Immediately After the Earthquake


On Your Own:

  1. Attend to your loved ones.
  2. Dress for safety (study shoes, gloves, hard hat).
  3. Check the natural gas or propane at your unit.
  4. Shut off water at the unit main.
  5. Place HELP or OK sign on garage door.
  6. Put your fire extinguisher on the sidewalk.
  7. Go to the gathering site for your neighborhood.

As a Group:

  1. Community members have been assigned to teams as part of the plan. Hopefully, CERT members will be present to head up incident command.
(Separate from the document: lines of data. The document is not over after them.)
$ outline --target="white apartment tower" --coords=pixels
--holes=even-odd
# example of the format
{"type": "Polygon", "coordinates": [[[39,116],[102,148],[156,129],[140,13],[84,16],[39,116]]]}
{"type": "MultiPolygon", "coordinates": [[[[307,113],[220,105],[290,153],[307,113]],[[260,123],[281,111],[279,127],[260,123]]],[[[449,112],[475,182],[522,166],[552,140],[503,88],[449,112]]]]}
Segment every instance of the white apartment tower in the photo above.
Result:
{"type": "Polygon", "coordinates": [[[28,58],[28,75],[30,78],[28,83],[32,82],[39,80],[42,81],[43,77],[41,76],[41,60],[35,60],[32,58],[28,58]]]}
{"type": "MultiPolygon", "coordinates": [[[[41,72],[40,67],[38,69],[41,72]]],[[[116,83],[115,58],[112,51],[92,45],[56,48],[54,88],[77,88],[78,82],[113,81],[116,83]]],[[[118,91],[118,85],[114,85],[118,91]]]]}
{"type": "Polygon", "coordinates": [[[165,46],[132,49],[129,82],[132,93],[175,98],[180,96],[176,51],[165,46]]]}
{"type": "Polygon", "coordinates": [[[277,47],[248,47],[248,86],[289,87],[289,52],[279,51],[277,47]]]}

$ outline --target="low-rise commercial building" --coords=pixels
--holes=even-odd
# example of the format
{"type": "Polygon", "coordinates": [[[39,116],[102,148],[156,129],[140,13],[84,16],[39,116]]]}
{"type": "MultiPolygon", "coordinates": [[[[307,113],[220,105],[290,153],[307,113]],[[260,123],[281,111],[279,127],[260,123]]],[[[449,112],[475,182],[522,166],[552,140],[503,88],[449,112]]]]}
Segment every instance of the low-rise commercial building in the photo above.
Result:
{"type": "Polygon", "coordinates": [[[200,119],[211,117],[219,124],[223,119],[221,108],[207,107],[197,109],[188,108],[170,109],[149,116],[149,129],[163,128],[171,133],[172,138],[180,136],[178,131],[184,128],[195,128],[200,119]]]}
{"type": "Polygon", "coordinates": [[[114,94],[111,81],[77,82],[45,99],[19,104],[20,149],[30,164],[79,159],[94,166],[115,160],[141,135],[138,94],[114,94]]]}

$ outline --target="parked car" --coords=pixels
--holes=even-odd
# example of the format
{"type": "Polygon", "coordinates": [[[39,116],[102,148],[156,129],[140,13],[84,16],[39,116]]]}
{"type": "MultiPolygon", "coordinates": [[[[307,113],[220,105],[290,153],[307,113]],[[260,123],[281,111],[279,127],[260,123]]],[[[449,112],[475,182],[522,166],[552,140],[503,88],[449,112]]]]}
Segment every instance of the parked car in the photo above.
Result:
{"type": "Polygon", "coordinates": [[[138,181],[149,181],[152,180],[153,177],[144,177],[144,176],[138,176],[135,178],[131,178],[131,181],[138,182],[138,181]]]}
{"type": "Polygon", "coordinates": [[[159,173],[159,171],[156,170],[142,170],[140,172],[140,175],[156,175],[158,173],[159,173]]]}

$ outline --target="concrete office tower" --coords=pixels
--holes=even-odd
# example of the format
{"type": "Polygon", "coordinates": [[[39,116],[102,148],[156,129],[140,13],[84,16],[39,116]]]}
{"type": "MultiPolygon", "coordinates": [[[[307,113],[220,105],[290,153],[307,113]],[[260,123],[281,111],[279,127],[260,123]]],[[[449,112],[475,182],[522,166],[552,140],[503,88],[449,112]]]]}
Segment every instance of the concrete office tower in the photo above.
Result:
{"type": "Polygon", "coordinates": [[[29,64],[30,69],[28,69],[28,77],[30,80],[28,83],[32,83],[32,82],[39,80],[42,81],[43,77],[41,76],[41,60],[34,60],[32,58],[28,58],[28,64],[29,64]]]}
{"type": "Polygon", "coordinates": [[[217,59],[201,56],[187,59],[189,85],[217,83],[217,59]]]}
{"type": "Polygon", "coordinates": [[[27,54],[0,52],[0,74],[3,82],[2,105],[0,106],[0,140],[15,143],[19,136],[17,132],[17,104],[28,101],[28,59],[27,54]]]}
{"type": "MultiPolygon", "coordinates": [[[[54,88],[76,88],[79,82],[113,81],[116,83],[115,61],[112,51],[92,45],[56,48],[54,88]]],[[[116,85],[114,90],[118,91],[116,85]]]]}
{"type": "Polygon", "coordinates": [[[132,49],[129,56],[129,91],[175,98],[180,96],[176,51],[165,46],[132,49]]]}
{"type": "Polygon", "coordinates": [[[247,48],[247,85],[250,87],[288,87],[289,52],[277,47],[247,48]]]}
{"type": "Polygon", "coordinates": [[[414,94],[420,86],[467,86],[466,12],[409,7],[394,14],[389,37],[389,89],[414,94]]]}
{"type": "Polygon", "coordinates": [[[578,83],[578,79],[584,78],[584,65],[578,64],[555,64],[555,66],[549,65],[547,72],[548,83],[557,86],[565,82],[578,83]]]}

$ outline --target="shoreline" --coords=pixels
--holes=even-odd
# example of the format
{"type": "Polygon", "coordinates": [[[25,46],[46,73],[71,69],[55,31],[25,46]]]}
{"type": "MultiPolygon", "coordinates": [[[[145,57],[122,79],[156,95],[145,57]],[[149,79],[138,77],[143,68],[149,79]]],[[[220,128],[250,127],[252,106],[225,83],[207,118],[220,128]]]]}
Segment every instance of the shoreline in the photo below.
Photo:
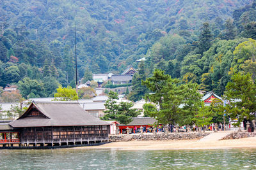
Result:
{"type": "Polygon", "coordinates": [[[120,150],[212,150],[256,148],[256,137],[212,141],[191,140],[130,141],[111,142],[100,146],[76,147],[70,149],[116,149],[120,150]]]}

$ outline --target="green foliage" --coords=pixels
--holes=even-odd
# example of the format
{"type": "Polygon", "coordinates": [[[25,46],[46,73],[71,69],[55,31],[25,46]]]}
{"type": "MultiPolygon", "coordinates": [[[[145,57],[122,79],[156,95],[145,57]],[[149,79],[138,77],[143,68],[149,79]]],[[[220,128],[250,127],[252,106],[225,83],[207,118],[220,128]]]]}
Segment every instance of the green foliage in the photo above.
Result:
{"type": "Polygon", "coordinates": [[[62,88],[61,86],[57,89],[57,92],[54,94],[54,101],[72,101],[78,100],[77,94],[76,89],[68,86],[67,88],[62,88]]]}
{"type": "Polygon", "coordinates": [[[235,73],[226,87],[225,95],[229,101],[226,110],[232,119],[237,118],[236,125],[240,125],[244,117],[248,120],[254,118],[256,111],[256,86],[251,74],[235,73]]]}
{"type": "Polygon", "coordinates": [[[199,36],[199,53],[203,54],[211,47],[212,36],[209,23],[204,23],[201,34],[199,36]]]}
{"type": "Polygon", "coordinates": [[[239,44],[233,53],[234,60],[230,68],[231,73],[237,73],[243,70],[244,63],[248,60],[256,61],[256,40],[249,38],[248,41],[239,44]]]}
{"type": "Polygon", "coordinates": [[[92,73],[90,71],[89,67],[86,67],[84,71],[83,76],[83,83],[85,83],[87,81],[92,80],[92,73]]]}
{"type": "Polygon", "coordinates": [[[197,113],[201,103],[201,96],[196,92],[198,85],[180,84],[180,80],[171,78],[163,71],[156,69],[153,74],[142,81],[142,84],[153,92],[146,97],[159,105],[158,111],[153,110],[149,115],[163,124],[191,124],[191,117],[197,113]]]}
{"type": "Polygon", "coordinates": [[[132,92],[128,96],[128,99],[133,101],[141,100],[145,94],[148,92],[147,87],[141,85],[141,80],[146,80],[146,67],[144,62],[139,65],[139,70],[132,77],[132,92]]]}
{"type": "Polygon", "coordinates": [[[200,127],[209,125],[212,123],[211,122],[212,120],[212,113],[209,108],[204,106],[204,102],[202,103],[201,107],[198,110],[198,114],[195,115],[195,117],[192,118],[195,124],[200,127]]]}
{"type": "Polygon", "coordinates": [[[140,113],[136,109],[131,109],[133,104],[132,103],[121,102],[117,104],[115,99],[117,99],[118,94],[116,92],[110,91],[109,99],[104,104],[106,113],[102,119],[115,120],[121,124],[127,124],[132,121],[132,117],[136,117],[140,113]]]}
{"type": "Polygon", "coordinates": [[[152,104],[145,103],[143,104],[143,117],[154,117],[157,113],[157,108],[152,104]]]}
{"type": "Polygon", "coordinates": [[[25,99],[45,97],[44,84],[36,80],[26,77],[19,81],[18,85],[22,96],[25,99]]]}
{"type": "Polygon", "coordinates": [[[115,99],[118,99],[118,94],[113,91],[110,91],[108,94],[108,99],[104,104],[106,106],[106,110],[104,111],[104,113],[109,113],[110,115],[114,115],[116,113],[118,106],[115,99]]]}
{"type": "Polygon", "coordinates": [[[96,96],[95,90],[91,87],[82,87],[78,90],[78,97],[81,99],[91,99],[96,96]]]}

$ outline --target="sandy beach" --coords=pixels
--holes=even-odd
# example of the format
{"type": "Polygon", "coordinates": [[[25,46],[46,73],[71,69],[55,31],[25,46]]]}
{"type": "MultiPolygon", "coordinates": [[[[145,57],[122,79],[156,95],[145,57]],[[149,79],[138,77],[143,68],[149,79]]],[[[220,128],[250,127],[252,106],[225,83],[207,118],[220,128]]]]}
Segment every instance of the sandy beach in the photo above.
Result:
{"type": "Polygon", "coordinates": [[[79,147],[73,149],[118,149],[126,150],[200,150],[255,148],[256,137],[214,141],[199,140],[181,141],[131,141],[113,142],[100,146],[79,147]]]}

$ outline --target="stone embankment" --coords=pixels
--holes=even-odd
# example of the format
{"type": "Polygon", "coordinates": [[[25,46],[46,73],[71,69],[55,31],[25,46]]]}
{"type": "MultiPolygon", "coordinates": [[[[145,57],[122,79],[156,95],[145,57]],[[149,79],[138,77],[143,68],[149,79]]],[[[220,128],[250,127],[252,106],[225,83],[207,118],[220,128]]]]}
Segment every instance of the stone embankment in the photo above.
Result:
{"type": "Polygon", "coordinates": [[[240,139],[240,138],[245,138],[255,137],[255,136],[256,136],[256,132],[236,132],[225,136],[220,140],[234,139],[240,139]]]}
{"type": "Polygon", "coordinates": [[[136,141],[160,141],[160,140],[189,140],[200,139],[209,135],[209,133],[157,133],[147,134],[111,135],[109,136],[110,142],[136,141]],[[129,138],[127,138],[129,136],[129,138]]]}

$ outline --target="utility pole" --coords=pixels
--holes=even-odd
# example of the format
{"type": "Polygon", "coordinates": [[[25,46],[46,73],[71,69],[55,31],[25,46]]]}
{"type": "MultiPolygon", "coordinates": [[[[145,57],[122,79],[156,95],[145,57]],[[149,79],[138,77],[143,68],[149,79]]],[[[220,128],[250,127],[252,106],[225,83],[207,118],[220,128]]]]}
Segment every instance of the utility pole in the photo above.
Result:
{"type": "MultiPolygon", "coordinates": [[[[76,24],[75,25],[75,55],[76,55],[76,94],[78,96],[78,89],[77,89],[77,59],[76,55],[76,24]]],[[[77,99],[78,102],[78,99],[77,99]]]]}

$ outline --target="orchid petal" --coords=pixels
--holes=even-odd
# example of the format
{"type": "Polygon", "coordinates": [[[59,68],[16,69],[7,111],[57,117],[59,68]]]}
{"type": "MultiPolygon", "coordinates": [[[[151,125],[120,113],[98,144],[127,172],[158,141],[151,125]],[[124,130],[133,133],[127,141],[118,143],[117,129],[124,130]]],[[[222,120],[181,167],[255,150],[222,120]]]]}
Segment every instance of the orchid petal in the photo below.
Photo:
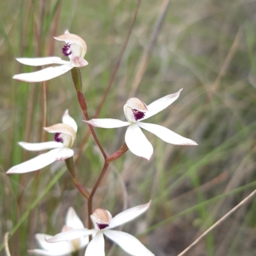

If not, form ad-hoc teams (3 to 4 members per team) at the gathering site.
    • Team 1: Listen to the emergency system and walkie-talkies.
    • Team 2: Check on neighbors door to door.
    • Team 3: Ensure that all gas meters are off.
    • Team 4: Aid neighbors displaying the HELP sign.
  2. After completing the team assignment, return to the gathering site for your neighborhood.
  3. After the first 60 minutes, which are very critical, residents from all 4 neighborhoods can then all gather as one big group in the green belt area in the middle of the association to coordinate association-wide activities and resources.

In addition to the designated gathering site, each neighborhood has a designated care center. A neighborhood care center is a place where children, the elderly, and those with a disability can be brought so they are not alone and where they can be given care.

I grew up in the New Orleans, Louisiana area, so I've lived through my share of hurricanes. With a hurricane, people get advanced warning, so they can prepare or depart. With an earthquake, there is no warning. The only option is to plan in advance and be ready to put those plans into action at a moment's notice. Our neighborhood disaster response plans from our Community Emergency Response Team are a way to make that happen.

Emergency response is alive in the lab.